Check out an extract of the book over on our Facebook page.
Over to Luana:
‘The hardest chapter for me to write was the first. I knew it had to be compelling. That’s where the characters start and that’s where the reader starts.
I know how important I find the initial few pages when I’m making a decision on whether to buy. Either I’m reading them while standing by a shelf in a bookshop or I’ve downloaded a sample on my Kindle. If those pages don’t hook me, I don’t buy.
I always knew where and how Don’t Stand So Close would start. I had an image of a woman, a prisoner in her home by her own choice, standing at a large glass window and looking out onto her garden which was entirely covered in snow. A sort of surreal, dream-like image with implied danger and a tinge of excitement.
So I began my story – with the snow and with the question: What if Stella is alone at home and frightened of the outside world? What if a stranger, a defenceless young girl, knocked on the door asking for help?
I had my starting point. The difficult part was the pressure I felt to get this chapter right. Agents and publishers often make representation decisions based on the first chapter or two and as an unknown author, trying to stand out in the slushpile, I knew I had try hard to achieve two things:
1. I had to grab the reader’s interest and attention and not let go. (To paraphrase advice I’ve read often). This meant cutting and cutting and cutting – any extraneous meanderings or unnecessary information. Every unnecessary word had to go so as to keep the momentum of the story moving forwards.
2. At the same time, I had to create an emotional connection with Stella, my main character. I had to take the reader inside her head, and make her compelling enough to ensure that the reader would want to spend another 300 odd pages in her company.

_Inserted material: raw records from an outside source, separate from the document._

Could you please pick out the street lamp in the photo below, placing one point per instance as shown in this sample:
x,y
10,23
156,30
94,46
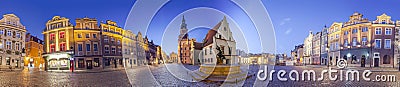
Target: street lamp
x,y
327,55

While the first chapter’s the toughest to get right, it’s the first sentence that stands out. I read somewhere in the past few days – probably on Twitter – that this is the sentence that should somehow encapsulate the whole book or its primary emotion. I don’t know that any single sentence can do such a thing, but the first really ought to say something and be strong. Those words are the writer’s best opportunity to entice and engage the reader.
Here’s my first sentence: “At first, she ignored the doorbell.” To me, as the sentence stands on the page, occupying its own line and alone, it’s an invitation to read on, to find out who “she” is and why she wants to be alone, or needs to be, and what will happen when, inevitably, she answers the doorbell. It reflects her ambivalence about engaging with the outside world, which in a way is her quest throughout the novel.
Even once my book was in late-stage editing, the crafting of the first chapter didn2t end. It was relentless.
I have lost count of how many times I rewrote, edited and tweaked those 11 pages. When I thought they were just about right, which was at the point I received the book proof from my publisher – the very last chance to make changes – I found another 20 or so corrections. I could probably go on editing that first chapter forever. But at some point, it had to be good enough to be sent out into the world.’